Robert Storch, Inspector General, Department of Defense

Robert Storch

Inspector General, Department of Defense 

Robert Phillip Storch earned an undergraduate degree from Harvard University. He received his Juris Doctor from Columbia Law School. He clerked at the Central District of California court. 

Storch worked in the U.S. Attorney’s Office for the Northern District of New York as deputy criminal chief and counsel to the U.S. Attorney. He was a Department of Justice Resident Legal Advisor in Ukraine for two years. He also served as the chief of the Appellate Division and senior litigation counsel as the District of Columbia’s Anti-Terrorism coordinator at the Public Integrity Section of the U.S. Department of Justice Cincinnati Division. 

Storch was an assistant U.S. attorney in the Middle District of Florida and was deputy inspector general at the U.S. Department of Justice. 

President Donald Trump nominated Storch to become Inspector General of the National Security Agency. He was confirmed by the Senate and assumed that role in January 2018. 

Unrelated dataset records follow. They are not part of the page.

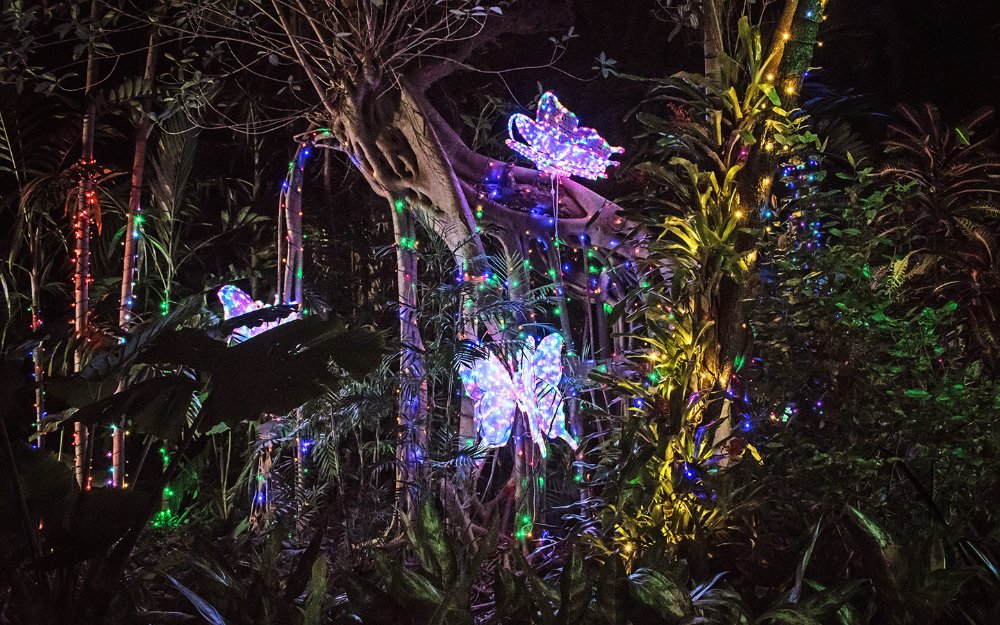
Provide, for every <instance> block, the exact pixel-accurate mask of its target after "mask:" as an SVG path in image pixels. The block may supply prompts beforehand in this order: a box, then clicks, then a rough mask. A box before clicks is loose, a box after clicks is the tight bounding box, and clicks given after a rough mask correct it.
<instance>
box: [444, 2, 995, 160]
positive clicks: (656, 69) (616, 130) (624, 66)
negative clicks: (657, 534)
mask: <svg viewBox="0 0 1000 625" xmlns="http://www.w3.org/2000/svg"><path fill="white" fill-rule="evenodd" d="M759 1H760V0H758V2H759ZM781 4H782V3H780V2H775V3H773V4H772V6H771V10H772V11H774V12H775V14H774V15H772V17H775V18H776V12H777V10H780V5H781ZM654 5H655V2H654V0H614V1H611V0H578V2H577V3H576V26H575V28H576V32H577V33H578V34H579V35H580V37H579V38H577V39H574V40H573V42H572V44H571V46H570V50H569V52H568V53H567V54H566V56H565V57H564V58H563V59H562V60H561V61H560V63H559V64H558V66H559V68H560V69H562V70H565V72H566V73H563V72H560V71H555V70H553V69H551V68H541V69H537V70H528V71H515V72H510V73H507V74H506V75H505V79H504V80H503V81H498V80H495V77H494V76H483V77H481V78H476V77H474V76H468V75H466V76H465V77H464V78H462V79H461V80H460V82H458V83H456V84H454V85H453V87H454V88H446V89H445V90H444V91H445V92H446V93H448V94H449V95H451V96H454V95H455V93H456V88H457V89H459V90H461V89H469V90H476V89H485V90H489V91H490V92H491V93H494V94H495V95H497V96H498V97H501V98H504V99H515V100H517V101H518V102H519V103H520V104H521V105H522V106H525V105H528V104H530V101H531V98H532V97H533V96H534V95H535V94H536V92H537V86H536V84H537V83H541V84H542V85H543V86H544V87H545V88H546V89H552V90H554V91H556V93H559V94H560V95H561V97H562V98H563V101H564V102H565V103H566V104H567V106H569V107H570V108H571V109H573V110H574V111H575V112H577V113H578V114H579V115H581V118H583V119H586V120H587V121H588V123H589V124H590V125H593V126H595V127H597V128H601V129H602V130H603V131H605V132H606V134H607V136H608V138H609V140H611V141H612V142H619V144H620V142H627V141H628V140H629V138H630V135H631V134H632V132H633V131H635V128H632V127H630V125H629V124H627V123H624V124H623V121H624V120H623V117H624V115H625V113H626V112H627V111H628V110H630V109H631V108H632V107H634V106H635V105H636V104H637V103H638V102H640V101H641V100H642V98H643V94H644V93H645V89H646V86H644V85H641V84H638V83H631V82H629V81H623V80H610V81H606V80H603V79H599V78H598V79H594V80H581V79H580V77H586V76H592V75H593V74H594V72H593V71H592V70H591V66H592V65H593V59H594V57H596V56H597V55H598V54H599V53H600V52H602V51H603V52H606V53H607V55H608V56H610V57H613V58H615V59H617V60H618V61H619V64H618V66H617V67H618V68H619V69H620V70H621V71H623V72H629V73H634V74H640V75H644V76H664V75H669V74H671V73H673V72H676V71H678V70H687V71H693V72H699V71H701V70H702V68H703V60H702V57H701V43H700V41H699V40H698V39H697V38H696V37H693V36H692V33H691V32H690V31H687V32H682V34H681V35H679V36H678V37H677V38H675V39H674V40H673V41H672V42H667V37H666V34H667V33H668V32H669V30H670V28H671V27H670V25H668V24H665V23H662V22H658V21H657V20H655V19H653V18H652V17H651V15H650V9H651V8H652V7H653V6H654ZM827 15H828V19H827V20H826V22H825V23H824V25H823V28H822V30H821V34H820V39H821V40H822V41H823V44H824V45H823V47H821V48H818V49H817V51H816V52H817V53H816V56H815V59H814V61H815V65H817V66H818V67H817V71H813V72H811V76H810V81H811V82H812V83H813V85H814V86H818V87H821V88H822V89H823V90H824V91H832V92H833V93H840V94H846V93H853V94H857V95H861V96H863V100H864V101H865V102H866V103H867V105H868V106H867V108H868V109H870V110H873V111H878V112H884V113H891V112H893V110H894V108H895V105H896V103H898V102H906V103H910V104H914V105H919V104H921V103H924V102H932V103H935V104H937V105H938V106H939V108H940V109H941V111H942V115H943V116H944V118H945V120H946V121H947V122H949V123H958V121H959V120H960V119H961V118H962V117H964V116H965V115H968V114H970V113H972V112H973V111H975V110H976V109H978V108H980V107H982V106H993V107H1000V0H968V1H963V2H959V1H958V0H829V2H828V5H827ZM550 47H551V46H550V44H548V43H546V42H544V41H542V40H540V39H536V40H520V41H511V42H508V43H507V44H506V45H505V46H504V47H503V48H502V49H500V50H496V51H494V54H493V55H492V58H489V56H488V58H486V59H485V60H484V61H483V62H482V63H481V64H480V66H486V67H492V68H497V69H499V68H503V67H507V68H509V67H515V66H519V65H532V64H535V63H537V62H541V63H544V60H545V57H546V56H547V55H548V50H549V49H550ZM570 74H571V75H573V76H576V77H577V78H573V77H571V76H570ZM812 92H813V93H815V92H816V91H815V89H813V90H812ZM805 95H806V97H809V86H808V85H807V92H806V93H805ZM873 138H874V137H873Z"/></svg>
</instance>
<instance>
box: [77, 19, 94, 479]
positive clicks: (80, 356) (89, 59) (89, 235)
mask: <svg viewBox="0 0 1000 625" xmlns="http://www.w3.org/2000/svg"><path fill="white" fill-rule="evenodd" d="M96 17H97V0H93V1H92V2H91V4H90V18H91V20H94V19H96ZM96 62H97V59H96V57H95V54H94V42H93V40H91V41H90V45H89V46H88V49H87V74H86V81H85V83H84V92H83V95H84V98H85V99H86V101H87V110H86V113H85V114H84V117H83V130H82V133H81V134H82V137H81V145H82V149H81V152H82V154H81V156H80V164H81V165H82V168H81V174H82V175H83V176H84V177H83V179H82V180H81V182H80V188H79V189H78V191H77V198H76V209H75V211H74V213H73V234H74V237H75V239H76V242H75V261H74V262H75V271H74V274H73V278H74V314H73V329H74V330H75V331H76V335H77V338H78V339H79V340H80V341H81V342H84V341H86V340H87V325H88V314H89V310H88V309H89V307H90V282H91V277H90V226H91V218H92V214H91V210H92V207H93V206H94V204H95V203H96V202H97V191H96V189H95V187H94V183H93V182H92V181H90V180H89V179H88V177H87V174H86V171H87V170H88V169H89V168H90V167H91V166H92V165H93V163H94V122H95V120H94V117H95V115H96V106H95V104H94V101H93V98H92V97H91V90H92V89H93V86H94V71H95V66H96ZM82 355H83V349H82V345H81V348H80V349H78V350H77V352H76V355H75V358H74V365H75V368H76V369H77V370H79V369H80V368H81V367H82V365H83V363H82ZM73 427H74V445H75V449H74V473H75V474H76V482H77V485H78V486H79V487H80V488H81V489H85V488H89V486H90V470H89V466H88V463H87V454H86V450H87V447H88V444H87V443H88V441H87V428H86V426H84V425H83V424H82V423H80V422H79V421H78V422H76V423H75V424H74V426H73Z"/></svg>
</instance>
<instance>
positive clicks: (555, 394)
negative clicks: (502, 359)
mask: <svg viewBox="0 0 1000 625" xmlns="http://www.w3.org/2000/svg"><path fill="white" fill-rule="evenodd" d="M562 346H563V337H562V335H560V334H556V333H553V334H550V335H548V336H547V337H545V338H544V339H542V340H541V341H540V342H539V343H538V345H537V347H536V346H535V339H534V338H529V339H528V340H527V345H526V346H525V347H524V349H521V350H518V352H517V353H516V354H515V355H514V358H513V362H511V363H510V365H509V366H508V365H507V364H505V363H504V362H503V361H502V360H500V358H498V357H497V356H496V354H492V353H491V354H490V355H489V357H488V358H485V359H478V360H476V361H475V362H473V363H472V366H471V367H462V368H461V370H460V371H459V377H461V379H462V384H463V386H464V387H465V392H466V394H468V395H469V397H471V398H472V401H473V403H474V405H475V418H476V425H477V428H478V430H479V437H480V439H481V440H482V444H483V445H484V446H486V447H502V446H503V445H505V444H507V440H508V439H510V432H511V429H512V428H513V424H514V415H515V412H516V410H517V409H518V408H520V410H521V414H523V415H524V416H525V418H526V419H527V421H528V429H529V430H530V432H531V439H532V440H533V441H534V442H535V444H536V445H538V448H539V449H540V450H541V453H542V457H543V458H544V457H545V455H546V449H545V439H546V438H561V439H563V440H564V441H566V442H567V443H568V444H569V446H570V447H572V448H573V449H576V447H577V442H576V440H575V439H574V438H573V437H572V436H571V435H570V433H569V432H568V431H567V430H566V413H565V411H564V408H563V396H562V392H561V391H560V390H559V380H560V379H562Z"/></svg>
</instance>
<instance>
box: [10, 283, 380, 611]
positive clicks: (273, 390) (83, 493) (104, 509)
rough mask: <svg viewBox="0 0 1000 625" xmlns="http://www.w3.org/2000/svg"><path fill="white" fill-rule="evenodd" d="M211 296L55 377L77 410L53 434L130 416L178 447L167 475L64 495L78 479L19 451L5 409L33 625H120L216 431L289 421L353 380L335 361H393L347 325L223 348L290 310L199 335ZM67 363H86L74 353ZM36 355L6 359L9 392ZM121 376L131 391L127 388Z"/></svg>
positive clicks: (11, 497) (18, 554)
mask: <svg viewBox="0 0 1000 625" xmlns="http://www.w3.org/2000/svg"><path fill="white" fill-rule="evenodd" d="M200 300H201V298H200V297H197V298H194V299H188V300H185V301H184V302H182V303H181V305H180V306H179V307H178V308H176V309H175V310H174V311H171V312H170V313H168V314H167V315H165V316H162V317H157V318H155V319H154V320H153V321H150V322H146V323H144V324H140V325H138V326H136V327H135V328H134V329H133V330H132V331H131V332H130V333H129V334H128V335H127V336H125V337H123V339H124V340H123V341H121V342H116V343H115V344H113V345H110V346H107V347H103V348H96V349H94V350H92V351H91V353H90V354H89V360H88V363H87V364H86V366H84V367H83V368H82V369H81V370H80V372H79V373H77V374H75V375H73V376H70V377H66V378H61V379H60V378H52V379H50V380H49V385H48V393H49V398H50V401H51V402H52V403H51V405H52V406H53V407H55V406H56V405H57V402H58V403H62V405H63V406H64V407H66V409H65V410H63V411H62V412H61V413H60V414H55V413H54V411H53V415H52V418H51V421H50V422H49V424H48V425H49V426H50V427H65V426H67V425H71V424H73V423H76V422H82V423H84V424H85V425H87V426H90V427H93V426H96V425H98V424H102V423H108V422H111V423H120V422H122V421H123V420H124V419H125V417H126V416H128V419H129V423H130V424H131V425H130V428H131V430H132V432H133V436H138V435H143V436H145V438H146V444H147V447H149V446H152V444H153V442H154V441H160V442H159V445H162V446H163V448H164V449H165V450H168V454H165V463H164V464H165V466H164V467H163V469H162V470H158V469H156V468H154V467H153V466H152V465H153V464H154V463H153V462H149V463H147V464H146V465H145V466H140V467H139V468H137V469H135V472H134V473H135V474H134V475H132V478H131V480H130V483H129V484H128V488H125V489H104V488H93V489H89V488H88V489H86V490H84V491H82V492H79V493H74V494H73V496H72V497H64V495H66V491H67V490H69V485H70V483H71V482H70V480H69V479H68V476H67V475H66V472H67V469H66V468H65V467H64V466H63V465H62V464H61V463H59V462H58V461H57V460H56V458H55V457H54V456H52V455H40V454H41V452H29V451H27V450H26V449H23V448H22V447H19V446H18V445H16V444H14V443H13V442H12V437H11V436H10V435H9V428H8V426H7V424H8V423H14V419H13V415H12V414H10V413H11V412H12V405H13V403H12V402H4V403H3V405H2V407H0V410H2V412H0V421H2V422H0V429H2V433H3V436H4V439H5V440H4V445H3V448H2V449H0V456H2V460H3V462H4V465H5V470H6V471H7V473H8V475H9V476H10V478H11V479H10V480H8V481H6V482H5V483H4V485H3V486H2V487H0V502H2V507H3V509H4V510H10V511H12V514H10V515H4V520H3V523H2V525H0V544H4V545H11V544H13V545H17V544H20V545H22V546H30V549H13V550H10V549H6V548H4V550H3V551H2V554H3V558H4V562H3V564H4V566H5V567H7V568H8V569H9V570H13V571H16V572H15V574H14V579H16V580H17V586H16V587H17V590H16V593H17V595H18V597H19V599H18V601H17V602H16V606H15V607H14V608H12V609H13V610H14V613H15V615H16V618H17V619H18V621H19V622H24V623H49V622H67V621H74V622H81V623H91V622H93V623H97V622H107V621H106V620H105V617H106V616H107V614H108V610H109V609H110V608H111V604H112V600H113V599H114V598H115V597H116V595H117V593H119V592H120V590H121V588H120V582H121V578H122V575H123V572H124V570H125V567H126V566H127V564H128V562H129V560H130V557H131V555H132V552H133V550H134V548H135V547H136V545H137V543H138V541H139V538H140V536H141V534H142V533H143V531H144V530H145V528H146V527H147V526H148V525H149V524H150V523H151V522H152V521H153V519H154V516H155V515H156V514H157V511H158V510H160V509H161V505H162V502H163V498H164V496H165V495H168V494H169V491H170V485H171V483H172V480H174V479H175V478H176V477H177V476H178V474H179V473H180V472H181V470H182V468H183V467H185V466H186V465H187V464H188V463H190V462H191V461H192V459H193V458H194V457H195V456H196V455H197V452H198V450H199V448H203V447H204V445H205V444H206V443H207V439H208V438H209V437H211V436H212V435H213V434H214V433H215V432H217V431H219V429H218V428H217V427H216V426H218V425H219V424H221V423H225V424H226V425H227V426H228V427H230V428H232V427H235V426H236V425H237V424H238V423H240V422H242V421H245V420H253V419H256V418H257V417H259V416H260V415H261V414H263V413H279V414H280V413H283V412H287V411H289V410H292V409H294V408H295V407H296V406H298V405H301V404H302V403H304V402H305V401H307V400H308V399H311V398H313V397H316V396H318V395H319V394H320V393H322V392H323V390H324V389H325V388H327V387H329V386H330V385H333V384H335V383H337V381H338V380H339V379H341V377H342V374H338V373H337V372H336V370H334V369H331V367H330V363H331V362H335V363H336V364H337V365H338V366H339V367H340V368H341V369H342V370H343V371H347V372H350V373H353V374H356V375H363V374H364V373H365V372H367V371H368V370H370V369H371V368H372V367H373V366H374V365H376V364H377V363H378V361H379V360H380V358H381V350H380V349H379V348H378V345H379V338H378V335H376V334H374V333H373V332H371V331H366V330H363V329H350V330H349V329H348V328H347V326H345V325H344V324H343V323H342V322H341V321H340V320H339V319H331V320H329V321H323V320H320V319H319V318H310V320H308V321H306V320H301V321H294V322H291V323H287V324H284V325H282V326H280V327H278V328H274V329H273V330H271V331H269V332H267V333H264V334H261V335H260V336H257V337H254V338H252V339H250V340H247V341H244V342H242V343H240V344H238V345H234V346H231V347H227V346H226V343H225V342H224V341H222V340H220V339H222V338H224V337H226V336H228V335H229V334H230V333H231V332H232V331H233V330H234V329H236V328H238V327H241V326H243V325H251V326H253V325H259V324H260V323H262V322H265V321H271V320H273V319H274V316H275V315H279V314H285V315H287V314H288V311H287V310H285V311H283V312H282V311H280V310H276V309H274V308H271V309H266V310H262V311H255V312H252V313H248V314H247V315H243V316H240V317H237V318H234V319H231V320H228V321H225V322H222V323H220V324H217V325H214V326H211V327H209V328H207V329H198V328H195V327H191V326H189V325H187V324H189V323H191V321H192V318H193V317H194V316H195V314H196V313H197V311H198V310H199V309H200V305H199V304H200ZM373 346H375V349H372V347H373ZM53 353H54V354H57V355H58V354H59V353H65V354H67V358H72V357H73V350H72V349H66V350H63V351H62V352H60V351H58V350H56V351H54V352H53ZM22 357H23V354H21V353H19V352H16V353H14V354H12V355H11V356H10V357H9V358H5V359H4V363H5V365H8V364H9V366H5V367H4V369H3V376H2V379H0V382H2V384H3V387H2V389H0V390H3V391H4V394H5V396H12V397H13V396H15V395H17V394H19V393H24V392H26V391H30V389H29V388H26V387H25V385H24V382H23V378H22V376H21V375H19V373H20V372H19V371H18V370H17V365H16V363H17V362H18V358H22ZM56 357H57V356H53V358H56ZM121 379H127V380H129V383H128V384H127V385H126V386H124V388H123V389H122V390H119V391H116V390H115V389H116V388H117V387H118V382H119V380H121ZM167 456H169V457H167ZM18 540H20V542H18ZM54 573H57V574H54Z"/></svg>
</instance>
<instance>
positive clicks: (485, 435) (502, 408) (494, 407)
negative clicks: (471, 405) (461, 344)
mask: <svg viewBox="0 0 1000 625" xmlns="http://www.w3.org/2000/svg"><path fill="white" fill-rule="evenodd" d="M459 376H460V377H461V378H462V383H463V385H464V386H465V392H466V393H467V394H468V395H469V397H471V398H472V401H473V404H474V405H475V417H476V427H477V429H478V430H479V438H480V440H481V441H482V444H483V445H484V446H486V447H502V446H503V445H506V444H507V440H508V439H510V431H511V427H512V426H513V423H514V409H515V407H516V405H517V400H516V398H515V393H514V383H513V382H512V381H511V379H510V373H508V372H507V368H506V367H505V366H504V365H503V363H502V362H501V361H500V359H499V358H497V357H496V355H494V354H490V356H489V358H485V359H479V360H476V361H475V362H474V363H473V364H472V366H471V367H463V368H462V370H460V371H459Z"/></svg>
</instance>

President Joe Biden nominated Storch to become Inspector General of the Department of Defense. He was confirmed by the Senate and assumed that position in December 2022. 

In the News…

A review of the notification process, procedures, and policies at the Department of Defense is underway by the Pentagon Inspector General Robert Storch. During his recent hospitalization, Defense Secretary Lloyd Austin failed to notify key officials of his absence. 

In announcing the review, Storch said officials at the Pentagon would “examine the roles, processes, procedures, responsibilities, and actions related to the Secretary of Defense’s hospitalization.” 

The Inspector General’s office will also assess whether “policies and procedures are sufficient to ensure timely and appropriate notifications and the effective transition of authorities as may be warranted due to health-based or other unavailability of senior leadership.” 

Secretary Austin was hospitalized on January 1, but the president did not learn of his absence until three days later. Deputy Secretary of Defense Kathleen Hicks, who assumed full duties of the defense secretary from January 2 to January 5, also did not know he had been hospitalized until January 4.